Server-side tracking is not GDPR-exempt: consent will still have to be obtained before data can be collected. Even though more users will probably slip through the net in the future on the whole, the data that will be collected is likely to be of a better quality. Clearly communicated data ethics will play a greater role in all this and will become an integral part of corporate social responsibility. Users will potentially be willing to consent to their data being collected if they understand how it will be used and for what purpose.
Cloud data warehousing
With data collection becoming less browser-based, the technologies and methods used to process data for marketing purposes will also shift their focus to include more business intelligence and data science. Technical systems will additionally need to be networked to a greater extent.
If only to comply with the GDPR, companies must be able to delete a user’s data in its entirety across several systems. It should also be added here that certain use cases only become possible in the first place by merging data from different systems. This process will be driven by a flexible and scalable data warehouse.
When it comes to implementing a flexible data warehouse, cloud systems such as Google BigQuery are now clearly being favored. Other high-performance systems are also available at a much lower price. The purely infrastructural costs of a data warehouse on Google BigQuery, including complex attribution logic, only amount to one or two euros per day, even for a large online retailer.

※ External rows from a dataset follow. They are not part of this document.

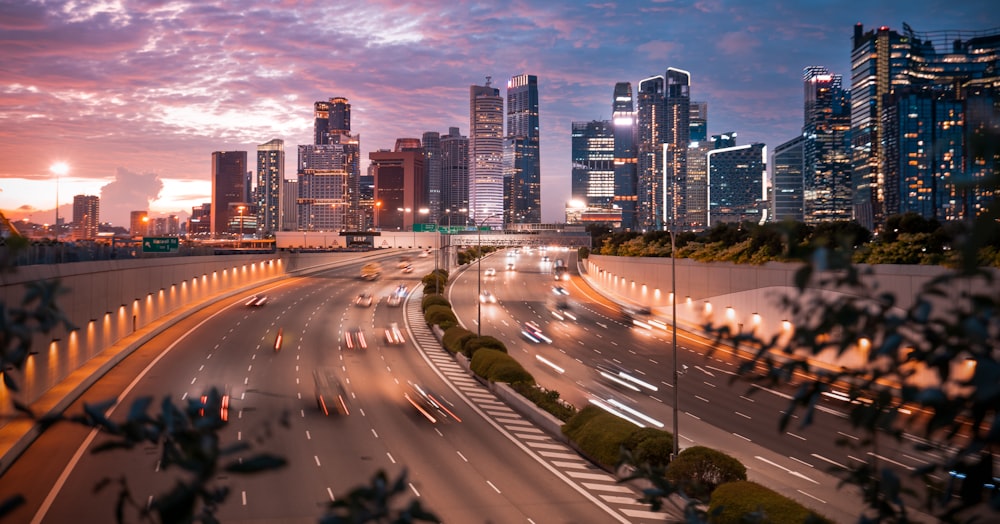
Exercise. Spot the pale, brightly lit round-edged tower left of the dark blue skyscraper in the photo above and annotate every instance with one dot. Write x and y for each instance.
(486, 186)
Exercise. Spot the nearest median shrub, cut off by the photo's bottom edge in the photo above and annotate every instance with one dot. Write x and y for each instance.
(734, 502)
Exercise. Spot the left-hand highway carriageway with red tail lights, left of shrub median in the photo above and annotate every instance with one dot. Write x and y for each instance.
(464, 470)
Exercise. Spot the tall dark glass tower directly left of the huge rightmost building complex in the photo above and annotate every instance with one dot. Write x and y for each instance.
(827, 190)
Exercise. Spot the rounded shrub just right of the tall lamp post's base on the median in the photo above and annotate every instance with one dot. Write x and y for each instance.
(699, 470)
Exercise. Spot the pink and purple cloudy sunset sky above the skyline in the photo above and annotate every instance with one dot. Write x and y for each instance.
(135, 95)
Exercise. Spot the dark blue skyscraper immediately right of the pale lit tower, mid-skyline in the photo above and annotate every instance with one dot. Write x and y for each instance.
(523, 192)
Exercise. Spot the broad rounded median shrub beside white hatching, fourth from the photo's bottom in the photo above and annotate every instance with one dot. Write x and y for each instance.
(599, 434)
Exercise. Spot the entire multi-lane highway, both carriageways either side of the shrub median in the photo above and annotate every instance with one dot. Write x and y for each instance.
(476, 461)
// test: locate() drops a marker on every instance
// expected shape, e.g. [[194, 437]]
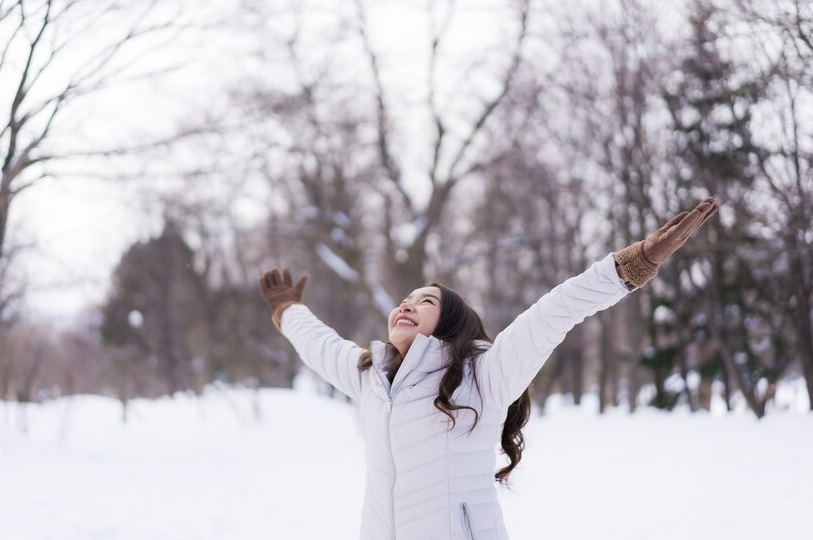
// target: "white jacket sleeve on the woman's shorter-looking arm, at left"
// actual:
[[332, 357]]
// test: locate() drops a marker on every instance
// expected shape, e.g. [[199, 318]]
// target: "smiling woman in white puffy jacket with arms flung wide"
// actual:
[[438, 397]]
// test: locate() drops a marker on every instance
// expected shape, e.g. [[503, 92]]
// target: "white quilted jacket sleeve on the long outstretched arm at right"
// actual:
[[520, 351]]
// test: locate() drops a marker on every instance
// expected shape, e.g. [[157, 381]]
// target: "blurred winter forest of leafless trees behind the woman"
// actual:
[[497, 146]]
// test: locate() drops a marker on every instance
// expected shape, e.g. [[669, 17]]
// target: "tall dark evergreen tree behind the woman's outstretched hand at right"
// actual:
[[712, 102]]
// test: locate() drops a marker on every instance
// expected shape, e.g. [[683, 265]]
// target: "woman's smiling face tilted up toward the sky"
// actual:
[[418, 313]]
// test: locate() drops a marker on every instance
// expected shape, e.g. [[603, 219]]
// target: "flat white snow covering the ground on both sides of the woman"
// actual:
[[288, 464]]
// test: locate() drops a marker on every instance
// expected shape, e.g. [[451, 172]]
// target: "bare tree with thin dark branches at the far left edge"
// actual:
[[53, 55]]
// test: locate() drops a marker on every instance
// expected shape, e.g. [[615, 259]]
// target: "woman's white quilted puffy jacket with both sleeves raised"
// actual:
[[424, 480]]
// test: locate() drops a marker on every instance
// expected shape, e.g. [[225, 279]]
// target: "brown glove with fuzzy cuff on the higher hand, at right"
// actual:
[[638, 263]]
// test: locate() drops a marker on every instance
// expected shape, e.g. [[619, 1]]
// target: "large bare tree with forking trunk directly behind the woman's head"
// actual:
[[347, 147]]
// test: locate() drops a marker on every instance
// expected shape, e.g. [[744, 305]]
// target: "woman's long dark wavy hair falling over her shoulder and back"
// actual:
[[461, 328]]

The increasingly integrative capabilities of the platforms offer added benefits. For example, BigQuery already allows some data sources, such as Google Ads and YouTube, to be tapped into without extensive integration, and the growing popularity of Google Analytics 4 (GA4) now even means that raw data is available without a 360 license.
Large-sized companies in particular often have a relatively rigid system architecture that has been in place for many years. That will still do the job for many applications, but frequently won’t measure up to the increased demands of modern data applications in terms of flexibility and scalability. The ability to easily integrate new data sources and the flexibility to also feed third-party systems with data on top of traditional analysis are important aspects.

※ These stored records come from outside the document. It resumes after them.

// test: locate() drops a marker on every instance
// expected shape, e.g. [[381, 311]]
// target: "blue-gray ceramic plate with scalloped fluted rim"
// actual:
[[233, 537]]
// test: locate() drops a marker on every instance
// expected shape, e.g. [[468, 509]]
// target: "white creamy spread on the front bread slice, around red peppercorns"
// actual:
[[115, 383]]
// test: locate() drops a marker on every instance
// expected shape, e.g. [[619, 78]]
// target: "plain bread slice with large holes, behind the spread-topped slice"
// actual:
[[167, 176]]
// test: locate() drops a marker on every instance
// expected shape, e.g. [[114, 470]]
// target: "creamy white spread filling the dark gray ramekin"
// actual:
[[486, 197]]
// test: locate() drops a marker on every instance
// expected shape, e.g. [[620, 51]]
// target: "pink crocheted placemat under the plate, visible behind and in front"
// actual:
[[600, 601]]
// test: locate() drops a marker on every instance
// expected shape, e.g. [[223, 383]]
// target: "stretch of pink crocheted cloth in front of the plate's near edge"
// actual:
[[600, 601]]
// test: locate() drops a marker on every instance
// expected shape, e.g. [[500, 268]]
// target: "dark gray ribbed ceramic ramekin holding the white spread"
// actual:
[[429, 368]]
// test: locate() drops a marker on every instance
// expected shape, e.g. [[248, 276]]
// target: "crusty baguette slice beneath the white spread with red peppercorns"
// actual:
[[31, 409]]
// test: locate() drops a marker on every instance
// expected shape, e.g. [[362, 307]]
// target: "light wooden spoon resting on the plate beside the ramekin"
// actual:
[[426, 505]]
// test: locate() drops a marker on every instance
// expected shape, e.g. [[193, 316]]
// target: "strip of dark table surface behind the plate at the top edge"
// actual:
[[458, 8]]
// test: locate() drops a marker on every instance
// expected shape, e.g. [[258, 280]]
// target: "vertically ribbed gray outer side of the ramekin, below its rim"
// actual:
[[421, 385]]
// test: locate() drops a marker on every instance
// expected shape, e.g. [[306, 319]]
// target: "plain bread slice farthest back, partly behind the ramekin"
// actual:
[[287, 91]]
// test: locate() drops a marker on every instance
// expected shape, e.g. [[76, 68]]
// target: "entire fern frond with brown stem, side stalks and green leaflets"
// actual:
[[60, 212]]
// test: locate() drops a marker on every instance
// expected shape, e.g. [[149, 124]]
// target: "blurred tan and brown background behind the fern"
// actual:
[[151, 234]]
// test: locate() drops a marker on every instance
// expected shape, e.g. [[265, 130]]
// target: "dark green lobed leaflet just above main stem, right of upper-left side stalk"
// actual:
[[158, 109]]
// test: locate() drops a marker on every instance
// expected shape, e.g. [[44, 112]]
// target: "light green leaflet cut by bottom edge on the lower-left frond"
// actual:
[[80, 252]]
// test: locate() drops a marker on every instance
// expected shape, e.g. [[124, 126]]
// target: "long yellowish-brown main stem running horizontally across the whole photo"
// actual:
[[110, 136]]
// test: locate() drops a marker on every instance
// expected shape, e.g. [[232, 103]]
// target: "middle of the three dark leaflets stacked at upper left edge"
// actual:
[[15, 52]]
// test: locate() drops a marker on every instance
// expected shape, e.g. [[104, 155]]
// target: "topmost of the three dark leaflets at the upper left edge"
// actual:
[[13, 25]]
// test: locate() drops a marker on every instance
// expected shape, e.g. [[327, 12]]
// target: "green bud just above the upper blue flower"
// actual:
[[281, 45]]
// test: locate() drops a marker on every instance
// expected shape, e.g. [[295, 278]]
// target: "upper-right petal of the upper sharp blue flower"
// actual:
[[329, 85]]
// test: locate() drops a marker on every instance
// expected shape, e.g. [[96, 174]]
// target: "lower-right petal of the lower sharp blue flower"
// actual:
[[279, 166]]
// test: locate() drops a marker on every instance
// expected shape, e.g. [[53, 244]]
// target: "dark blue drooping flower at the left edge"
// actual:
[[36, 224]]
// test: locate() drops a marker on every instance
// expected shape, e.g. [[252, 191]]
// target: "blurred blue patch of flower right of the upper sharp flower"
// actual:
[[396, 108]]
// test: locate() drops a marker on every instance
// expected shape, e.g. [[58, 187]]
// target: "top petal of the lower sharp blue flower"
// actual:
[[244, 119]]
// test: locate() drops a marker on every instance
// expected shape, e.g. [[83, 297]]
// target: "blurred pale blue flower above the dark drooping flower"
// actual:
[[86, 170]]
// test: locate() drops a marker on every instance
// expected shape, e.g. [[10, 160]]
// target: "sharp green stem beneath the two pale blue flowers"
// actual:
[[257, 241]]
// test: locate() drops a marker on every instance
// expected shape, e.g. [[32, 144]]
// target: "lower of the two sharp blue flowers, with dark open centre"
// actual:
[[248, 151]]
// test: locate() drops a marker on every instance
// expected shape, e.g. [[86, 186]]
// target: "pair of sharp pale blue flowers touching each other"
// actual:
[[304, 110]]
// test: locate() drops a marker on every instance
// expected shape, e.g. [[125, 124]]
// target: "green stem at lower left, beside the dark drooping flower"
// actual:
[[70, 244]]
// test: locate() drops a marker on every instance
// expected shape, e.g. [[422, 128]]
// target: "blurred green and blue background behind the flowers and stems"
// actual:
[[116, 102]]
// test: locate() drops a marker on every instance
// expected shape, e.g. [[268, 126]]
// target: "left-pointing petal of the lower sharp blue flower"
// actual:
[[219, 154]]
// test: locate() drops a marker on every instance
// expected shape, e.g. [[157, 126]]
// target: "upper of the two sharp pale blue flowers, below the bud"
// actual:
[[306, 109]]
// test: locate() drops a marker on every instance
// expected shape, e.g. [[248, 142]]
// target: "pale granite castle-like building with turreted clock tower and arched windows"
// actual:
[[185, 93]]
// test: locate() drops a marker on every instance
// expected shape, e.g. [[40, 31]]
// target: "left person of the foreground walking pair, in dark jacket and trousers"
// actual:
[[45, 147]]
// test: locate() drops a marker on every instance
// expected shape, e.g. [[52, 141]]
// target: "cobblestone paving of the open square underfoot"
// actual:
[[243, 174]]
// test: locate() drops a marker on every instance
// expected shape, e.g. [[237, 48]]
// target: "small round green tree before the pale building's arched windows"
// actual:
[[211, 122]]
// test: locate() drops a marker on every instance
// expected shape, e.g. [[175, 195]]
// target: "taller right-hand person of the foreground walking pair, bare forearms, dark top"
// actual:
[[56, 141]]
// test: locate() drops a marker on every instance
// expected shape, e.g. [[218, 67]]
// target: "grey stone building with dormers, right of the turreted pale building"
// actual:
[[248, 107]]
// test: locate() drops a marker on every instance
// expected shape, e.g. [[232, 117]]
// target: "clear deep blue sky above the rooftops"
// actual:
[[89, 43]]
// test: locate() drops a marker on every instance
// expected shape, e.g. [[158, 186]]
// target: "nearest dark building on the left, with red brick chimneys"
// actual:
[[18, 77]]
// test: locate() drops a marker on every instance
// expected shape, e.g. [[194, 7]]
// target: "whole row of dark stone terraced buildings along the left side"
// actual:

As the organizational “single source of truth”, the data warehouse also holds the logical definitions that form the basis of subsequent data applications and in this sense prevents multiple versions of the customer lifetime value being used within a company, for example. A modern data warehouse is the solid foundation for data science and machine learning applications.
Data science approaches
Now that the hype surrounding data science has died down, relevant approaches are slowly being put into practice. An example that has already been picked up by the buzzword radar for 2021 is marketing mix modelling, which determines the impact of marketing measures and external factors on a dependent variable, for example sales.

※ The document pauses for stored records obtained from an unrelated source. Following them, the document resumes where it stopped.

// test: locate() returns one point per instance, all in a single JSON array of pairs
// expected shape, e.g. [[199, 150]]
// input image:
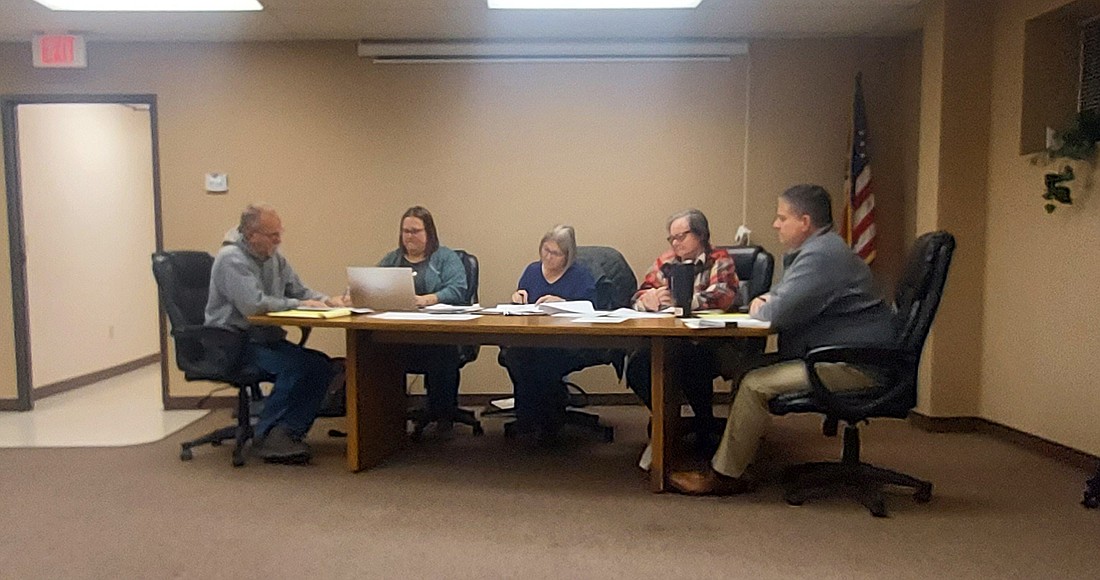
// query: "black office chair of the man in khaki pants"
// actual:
[[917, 300]]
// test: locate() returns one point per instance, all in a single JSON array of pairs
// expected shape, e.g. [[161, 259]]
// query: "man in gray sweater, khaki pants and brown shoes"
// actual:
[[826, 298]]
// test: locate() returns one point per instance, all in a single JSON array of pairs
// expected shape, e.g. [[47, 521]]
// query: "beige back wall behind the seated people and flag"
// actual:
[[499, 152]]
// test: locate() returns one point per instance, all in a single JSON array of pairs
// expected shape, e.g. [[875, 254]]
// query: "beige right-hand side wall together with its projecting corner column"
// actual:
[[1014, 342]]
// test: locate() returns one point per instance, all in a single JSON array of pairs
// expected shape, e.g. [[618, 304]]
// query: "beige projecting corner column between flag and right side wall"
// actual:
[[954, 156]]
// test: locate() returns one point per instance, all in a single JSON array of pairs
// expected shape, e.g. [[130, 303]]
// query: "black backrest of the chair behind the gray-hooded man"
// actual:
[[183, 279]]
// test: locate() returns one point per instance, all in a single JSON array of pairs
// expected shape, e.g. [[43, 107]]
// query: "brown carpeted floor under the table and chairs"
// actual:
[[492, 508]]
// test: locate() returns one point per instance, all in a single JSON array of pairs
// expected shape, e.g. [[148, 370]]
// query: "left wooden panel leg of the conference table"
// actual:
[[376, 401]]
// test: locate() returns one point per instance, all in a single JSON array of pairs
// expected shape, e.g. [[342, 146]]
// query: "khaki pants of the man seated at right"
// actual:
[[750, 417]]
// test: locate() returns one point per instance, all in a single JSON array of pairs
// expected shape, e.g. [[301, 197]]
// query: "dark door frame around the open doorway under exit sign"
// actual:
[[16, 231]]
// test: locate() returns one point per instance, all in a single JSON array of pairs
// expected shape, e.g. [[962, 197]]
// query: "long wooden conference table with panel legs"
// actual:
[[377, 406]]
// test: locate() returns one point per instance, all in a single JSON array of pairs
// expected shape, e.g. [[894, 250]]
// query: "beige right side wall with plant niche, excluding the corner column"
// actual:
[[1041, 315]]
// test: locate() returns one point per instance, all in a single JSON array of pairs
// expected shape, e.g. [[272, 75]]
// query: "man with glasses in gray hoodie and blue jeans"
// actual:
[[249, 278]]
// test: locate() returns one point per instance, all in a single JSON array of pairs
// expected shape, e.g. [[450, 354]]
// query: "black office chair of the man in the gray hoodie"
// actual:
[[206, 354]]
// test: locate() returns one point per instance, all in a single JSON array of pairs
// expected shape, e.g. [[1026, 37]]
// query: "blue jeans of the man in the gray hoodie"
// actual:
[[302, 378]]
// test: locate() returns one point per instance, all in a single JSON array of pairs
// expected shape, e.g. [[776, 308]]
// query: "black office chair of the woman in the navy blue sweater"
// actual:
[[615, 287]]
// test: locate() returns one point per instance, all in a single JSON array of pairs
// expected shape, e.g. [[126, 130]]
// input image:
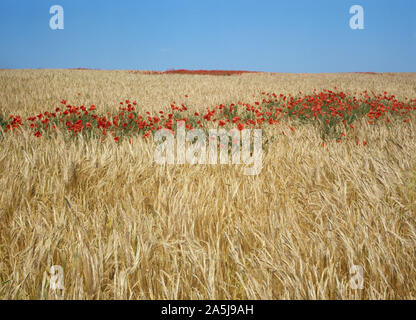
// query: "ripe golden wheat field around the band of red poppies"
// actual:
[[123, 227]]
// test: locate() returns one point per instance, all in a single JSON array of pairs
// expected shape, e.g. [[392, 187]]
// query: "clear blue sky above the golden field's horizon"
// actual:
[[262, 35]]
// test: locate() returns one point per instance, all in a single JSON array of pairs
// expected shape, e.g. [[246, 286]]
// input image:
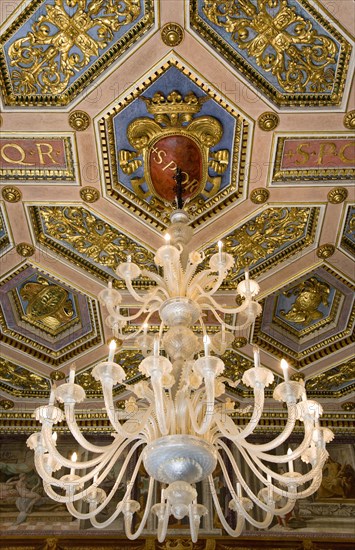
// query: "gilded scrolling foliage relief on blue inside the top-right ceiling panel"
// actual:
[[280, 41]]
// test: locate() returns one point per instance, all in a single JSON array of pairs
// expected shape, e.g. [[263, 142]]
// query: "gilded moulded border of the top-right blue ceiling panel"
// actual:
[[221, 47]]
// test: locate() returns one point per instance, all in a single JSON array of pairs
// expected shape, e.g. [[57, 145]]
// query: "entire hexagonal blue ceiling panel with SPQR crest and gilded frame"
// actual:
[[174, 120]]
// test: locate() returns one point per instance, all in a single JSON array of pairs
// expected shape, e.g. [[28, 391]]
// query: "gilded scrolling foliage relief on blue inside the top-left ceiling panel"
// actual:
[[64, 40]]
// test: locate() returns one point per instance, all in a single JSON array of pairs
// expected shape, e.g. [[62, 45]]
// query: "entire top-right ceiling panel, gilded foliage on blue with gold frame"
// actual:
[[289, 50]]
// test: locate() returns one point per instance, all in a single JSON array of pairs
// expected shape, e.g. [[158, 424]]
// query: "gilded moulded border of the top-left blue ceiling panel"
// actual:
[[92, 73]]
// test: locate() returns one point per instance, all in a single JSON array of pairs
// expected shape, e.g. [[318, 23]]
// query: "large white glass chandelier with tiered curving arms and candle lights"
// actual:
[[174, 425]]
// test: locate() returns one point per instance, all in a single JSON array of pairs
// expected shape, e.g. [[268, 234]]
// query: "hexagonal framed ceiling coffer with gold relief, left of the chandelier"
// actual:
[[45, 318]]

Product and campaign data, marketing expenditure, information on seasonalities, and macroeconomic data provide the output data. In addition to information on the marginal benefit of individual campaigns – “At what point is it no longer worth investing even more money in a campaign?” – the model can algorithmically calculate the effect of different budget allocations on sales and support budget-related decisions.
The bottom line
Far-reaching changes are making it necessary to rethink data collection. In the medium term, some of the familiar and long-established strategies will no longer bring the desired success. In view of this, data collection is shifting from client to server and the backend data infrastructure will become increasingly relevant for marketing. Once clean data collection and a corresponding data infrastructure have been established, it might therefore be wise to use statistical methods to support marketing decisions.